Our results should be viewed in the light of several limitations. The current study design could be improved by adding a group without ADHD but with familial SUD to comprehensively assess the additive or orthogonal effects of these risk factors on reward learning. As this study highlights the utility of computational models to assess risk for SUD development in youth, current results are limited to subgroups of youth with ADHD, with and without familial SUD. We also examined risk for SUD using a cross-sectional design and do not have longitudinal data to show that the HR and LR groups will present differences in their subsequent patterns of substance use. However, considering that adolescents without ADHD and/or familial SUD may also go on to develop SUD, future longitudinal studies may apply these computational models to larger samples of non-ADHD youth to assess which subgroups will show higher propensity of developing SUD. Also, the ACR task was not specifically designed to capture prediction error, and that may explain why this variable failed to distinguish between the groups. Importantly, the ACR task was obtained while children were receiving an MRI scan; replication of these findings outside the scanner is required. Lastly, the sample size is relatively small, and more appropriate for an fMRI study than a study designed to assess the utility of a novel instrument. However, we offer the results of this preliminary study here to highlight the potential utility of computational methods to differentiate between individuals at varying levels of risk for SUD.
Conclusions
This study demonstrates that the presence of familial history of SUD and ADHD in youth exacerbates impairments in reward-based learning. Specifically, youth with both familial SUD and ADHD exhibit significantly lower learning rates and lower behavior adaptation to task demands compared with their normally developing counterparts. Additionally, the results also highlight the importance of developing and applying computational models to study intricate details in behavior that may not be detected by conventional analytic methods.
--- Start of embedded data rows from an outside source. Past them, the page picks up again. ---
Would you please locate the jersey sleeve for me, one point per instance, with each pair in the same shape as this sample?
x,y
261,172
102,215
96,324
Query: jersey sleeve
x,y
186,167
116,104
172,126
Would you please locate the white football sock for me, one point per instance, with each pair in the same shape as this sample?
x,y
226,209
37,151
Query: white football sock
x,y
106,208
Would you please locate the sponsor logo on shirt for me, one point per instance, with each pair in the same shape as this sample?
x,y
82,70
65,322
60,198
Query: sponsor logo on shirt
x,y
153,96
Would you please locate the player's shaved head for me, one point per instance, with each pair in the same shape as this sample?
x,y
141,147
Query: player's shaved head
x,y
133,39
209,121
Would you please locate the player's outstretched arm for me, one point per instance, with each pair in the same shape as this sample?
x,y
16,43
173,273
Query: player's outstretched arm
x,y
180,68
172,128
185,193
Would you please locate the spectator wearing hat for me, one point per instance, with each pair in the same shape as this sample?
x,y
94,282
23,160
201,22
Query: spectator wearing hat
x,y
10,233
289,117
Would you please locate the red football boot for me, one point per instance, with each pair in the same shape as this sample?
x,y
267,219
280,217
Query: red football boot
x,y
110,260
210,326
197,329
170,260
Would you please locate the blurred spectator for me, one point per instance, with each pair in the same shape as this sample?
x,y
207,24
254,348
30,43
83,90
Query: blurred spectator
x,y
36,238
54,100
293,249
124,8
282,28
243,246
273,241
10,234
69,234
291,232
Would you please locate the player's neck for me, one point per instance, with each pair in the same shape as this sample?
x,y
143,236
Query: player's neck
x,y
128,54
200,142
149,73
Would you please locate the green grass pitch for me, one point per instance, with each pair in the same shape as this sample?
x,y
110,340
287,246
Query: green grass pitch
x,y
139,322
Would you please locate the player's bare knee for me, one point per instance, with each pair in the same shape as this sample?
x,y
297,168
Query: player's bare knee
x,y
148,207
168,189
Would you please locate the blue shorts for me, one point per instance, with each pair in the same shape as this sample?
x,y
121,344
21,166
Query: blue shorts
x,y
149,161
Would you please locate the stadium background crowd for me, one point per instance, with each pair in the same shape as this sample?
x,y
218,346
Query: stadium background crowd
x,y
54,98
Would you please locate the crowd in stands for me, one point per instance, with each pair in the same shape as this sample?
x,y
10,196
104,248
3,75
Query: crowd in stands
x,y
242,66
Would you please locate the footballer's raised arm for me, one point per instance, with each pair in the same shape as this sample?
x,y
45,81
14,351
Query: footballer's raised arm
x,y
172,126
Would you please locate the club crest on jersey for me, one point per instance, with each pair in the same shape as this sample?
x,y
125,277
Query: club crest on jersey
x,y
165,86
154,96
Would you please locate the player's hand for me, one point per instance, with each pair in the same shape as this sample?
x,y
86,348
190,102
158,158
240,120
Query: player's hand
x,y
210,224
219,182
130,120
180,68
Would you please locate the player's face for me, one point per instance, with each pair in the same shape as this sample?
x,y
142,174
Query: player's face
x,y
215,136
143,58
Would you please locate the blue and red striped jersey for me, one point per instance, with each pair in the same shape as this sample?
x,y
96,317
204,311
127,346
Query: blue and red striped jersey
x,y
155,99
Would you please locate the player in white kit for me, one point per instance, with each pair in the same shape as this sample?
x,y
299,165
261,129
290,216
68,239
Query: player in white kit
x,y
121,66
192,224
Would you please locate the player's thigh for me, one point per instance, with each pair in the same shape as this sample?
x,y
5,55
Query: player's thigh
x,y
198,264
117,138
While this article provides preliminary evidence of reward learning deficits in youth with multiple risks for developing SUD using computational modeling, more comprehensive studies are required to further delineate phenotypic profiles of each of these risk factors and how they may operate together to target preventive interventions for SUD risk in high-risk youth.
Footnotes
Acknowledgments
This study was funded by grants from the National Institutes of Health [KL2TR001435 (NCATS) and K01DA043615 (NIDA) to MAP; K23PA00003 (NIDA) and R03DA25796 (NIDA) to II]. The content of this publication is solely the responsibility of the authors and does not necessarily represent the official views of the National Institutes of Health.
Disclosures
M.A.P., K.K., and S.F.W. declare that they have no competing financial interests. I.I. is a member of the Data Safety Monitoring Committee at Lundbeck. J.H.N. is an advisor/consultant for Akili Interactive, Alcobra, Cingulate Therapeutics, Enzymotec, Ironshore, Kempharm, Lundbeck, NLS, Rhodes, Shire, and Supernus; receives grant support from Enzymotec Ltd. and Shire; and serves on the Data and Safety Monitoring Board for Sunovion Pharmaceuticals, Inc.